WiMAX Is Well Suited For Wide Area Networks, Wi-Fi Is Cost-Effective For a Wide Range of Local Clients
Sunnyvale, CA, March 20, 2008 - Aruba Networks, Inc. (NASDAQ: ARUN), a global leader in wireless LANs and secure unified mobility solutions, today announced the availability of a new white paper on Worldwide Interoperability for Microwave Access (WiMAX) that explores the strengths and weaknesses of this technology for delivering broadband wireless services to fixed and mobile clients. The widespread availability of WiMAX has for years been just around the corner but non-interoperable implementations and frequency spectrum licensing issues have hindered deployments. The situation for enterprises is different, however. The white paper notes that WiMAX is a convenient alternative to wired backhaul for remote or personal access points, and combined with Wi-Fi can help an enterprise cost-effectively accommodate diverse backhaul requirements and extend wireless LAN services to hard-to-wire locations. Ease-of-use is further enhanced when both WiMAX and Wi-Fi networks are managed from a common console using a multi-vendor wireless network management platform.
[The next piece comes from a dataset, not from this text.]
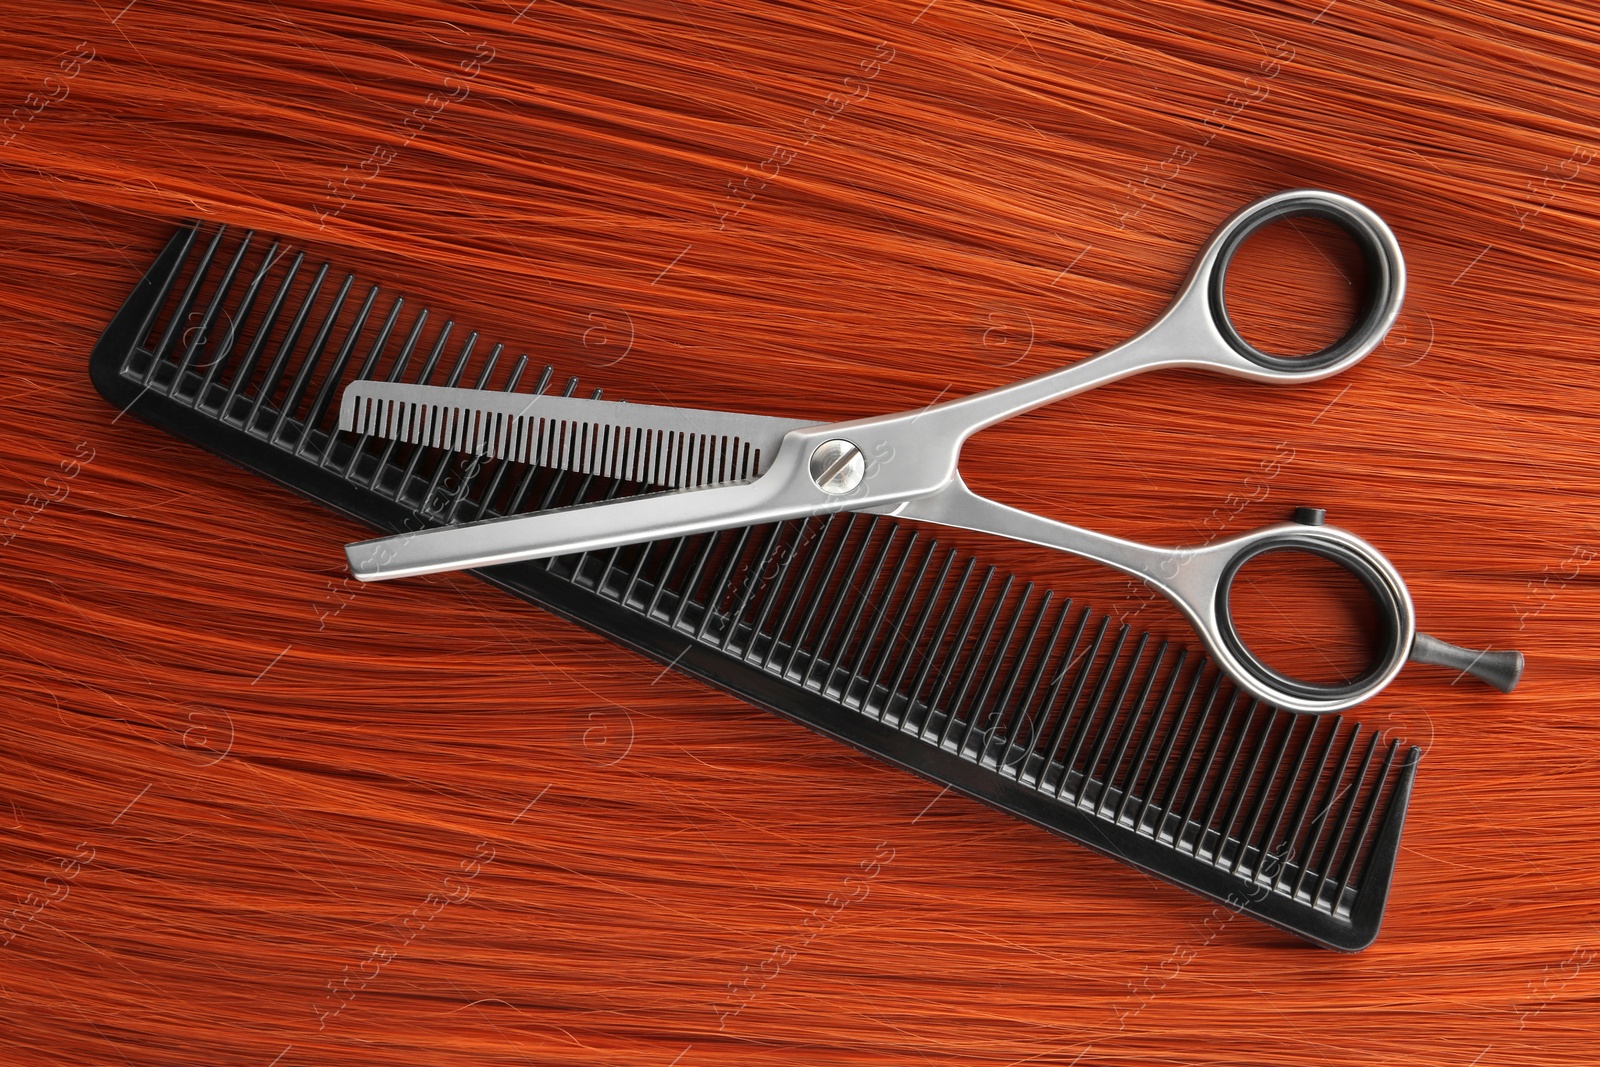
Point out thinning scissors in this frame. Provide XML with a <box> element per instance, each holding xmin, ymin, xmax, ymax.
<box><xmin>335</xmin><ymin>190</ymin><xmax>1521</xmax><ymax>714</ymax></box>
"Proponents of WiMAX make claims about in-process trials but there are few, if any, large-scale commercial networks," said Peter Thornycroft, author of the Aruba white paper. "As a technology WiMAX is ready for takeoff, but it is the non-technical obstacles that have conspired to keep it grounded. In this paper I discuss the misconceptions that have arisen over the capabilities and timelines of WiMAX technology, analyze the utility of using licensed versus unlicensed bands, and explain how WiMAX's cutting-edge wireless performance on licensed bands can be complemented with a Wi-Fi deployment on unlicensed bands to provide WWAN-to-WLAN broadband coverage."
Wi-Fi and WiMAX do not inhabit discrete segments of the market but instead overlap, and represent two of many competing ways to deliver broadband wireless services to fixed and mobile clients. While the two share common underlying technologies, each has strengths and weaknesses associated with transmit power, channel bandwidth, spectral bands, antenna gain, and management regimes. The white paper reviews the capabilities of each technology, notes where they are complementary, and makes a case for using them together to achieve a robust broadband solution.